Workshop of the Boucicaut Master
Ezra: Oath of Children of Israel, from Bible Historiale, c.1415, Illuminated manuscript, 450 x 330 mm, The Morgan Library & Museum, New York; Purchased by J. Pierpont Morgan, 1910., MS M.394 fol. 258r, Courtesy of The Morgan Library & Museum, New York
‘The Strongest Oaths’
Commentary by Allen Dwight Callahan
This miniature illumination in the French Gothic style, dated c.1415, is entitled Ezra: Oath of Children of Israel. It is part of a Bible Historiale, a popular medieval text combining biblical narrative, legend, and religious commentary.

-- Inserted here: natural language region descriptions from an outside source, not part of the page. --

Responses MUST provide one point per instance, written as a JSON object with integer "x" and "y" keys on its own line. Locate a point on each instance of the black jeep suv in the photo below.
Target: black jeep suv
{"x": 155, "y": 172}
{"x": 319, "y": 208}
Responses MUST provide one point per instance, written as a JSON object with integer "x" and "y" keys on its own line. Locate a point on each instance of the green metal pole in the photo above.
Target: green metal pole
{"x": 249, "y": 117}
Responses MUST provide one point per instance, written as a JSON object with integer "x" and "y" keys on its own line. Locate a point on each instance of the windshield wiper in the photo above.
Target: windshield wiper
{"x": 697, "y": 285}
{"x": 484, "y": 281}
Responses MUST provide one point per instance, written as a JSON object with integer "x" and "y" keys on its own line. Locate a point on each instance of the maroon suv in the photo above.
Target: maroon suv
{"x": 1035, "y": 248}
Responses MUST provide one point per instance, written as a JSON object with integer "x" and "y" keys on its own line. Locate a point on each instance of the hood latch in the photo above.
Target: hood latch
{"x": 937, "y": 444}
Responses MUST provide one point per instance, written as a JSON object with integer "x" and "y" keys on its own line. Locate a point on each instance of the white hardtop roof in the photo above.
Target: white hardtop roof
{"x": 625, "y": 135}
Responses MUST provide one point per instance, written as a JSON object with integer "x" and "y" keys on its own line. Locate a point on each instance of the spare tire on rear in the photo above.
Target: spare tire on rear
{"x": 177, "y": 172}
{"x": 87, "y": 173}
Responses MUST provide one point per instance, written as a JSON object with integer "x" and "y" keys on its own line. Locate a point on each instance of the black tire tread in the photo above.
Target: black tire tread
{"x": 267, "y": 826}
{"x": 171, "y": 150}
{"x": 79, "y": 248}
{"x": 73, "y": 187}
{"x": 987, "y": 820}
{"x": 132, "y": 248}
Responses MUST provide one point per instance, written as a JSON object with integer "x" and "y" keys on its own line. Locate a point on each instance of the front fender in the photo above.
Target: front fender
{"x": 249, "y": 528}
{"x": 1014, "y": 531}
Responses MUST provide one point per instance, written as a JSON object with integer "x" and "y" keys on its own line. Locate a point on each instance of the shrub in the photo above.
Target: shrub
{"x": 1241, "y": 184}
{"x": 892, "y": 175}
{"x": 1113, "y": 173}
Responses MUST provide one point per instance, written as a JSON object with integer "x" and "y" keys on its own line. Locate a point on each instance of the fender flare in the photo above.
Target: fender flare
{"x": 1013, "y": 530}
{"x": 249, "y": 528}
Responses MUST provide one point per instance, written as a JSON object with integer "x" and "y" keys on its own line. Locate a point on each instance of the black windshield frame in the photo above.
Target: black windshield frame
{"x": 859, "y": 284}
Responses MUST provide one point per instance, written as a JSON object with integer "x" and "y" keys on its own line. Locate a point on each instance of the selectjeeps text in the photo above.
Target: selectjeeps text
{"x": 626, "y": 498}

The scene at upper right takes place within the walls of the city: an audience of five men look up to Ezra, who gestures toward them as he holds forth, standing in a draped pulpit. At lower left just above a square ivy-rinceaux foliate decoration, two women are pushed out of the city gate of Jerusalem by man in a turban.
The scene suggests what occurs only later, not in the book of Nehemiah but at the end of the book of Ezra: the annulment of all marriages between Jerusalemite men and indigenous women and the expulsion of those women and the children who are the issue of those unions (see Ezra 10). The illumination reflects the version of the narrative in the deuterocanonical 1 Esdras (canonical in the Greek and the Russian Orthodox Churches, not so recognized by the Roman Catholic Church, though it appears in an appendix to the Latin Vulgate Bible.) There, the expulsion of non-Israelite spouses immediately follows Ezra’s declamation:
Then the men of the tribe of Judah and Benjamin assembled at Jerusalem ... Ezra stood up and said to them, ‘You have broken the law and married foreign women, and so have increased the sin of Israel. Now then make confession and give glory to the Lord the God of our ancestors, and do his will; separate yourselves from the peoples of the land and from your foreign wives’. Then all the multitude shouted and said with a loud voice, ‘We will do as you have said’. (1 Esdras 9:5–10)
1 Esdras leaps at once to where Nehemiah’s narrative is moving more gradually: it is after a period of reading the Law and fasting that the Jerusalemites ‘separated themselves from all foreigners’ (Nehemiah 9:1–3); and ‘[w]hen the people heard the law, they separated from Israel all those of foreign descent’ (13:3).
The man in the turban here, then, may well be expelling from the city his very own wives.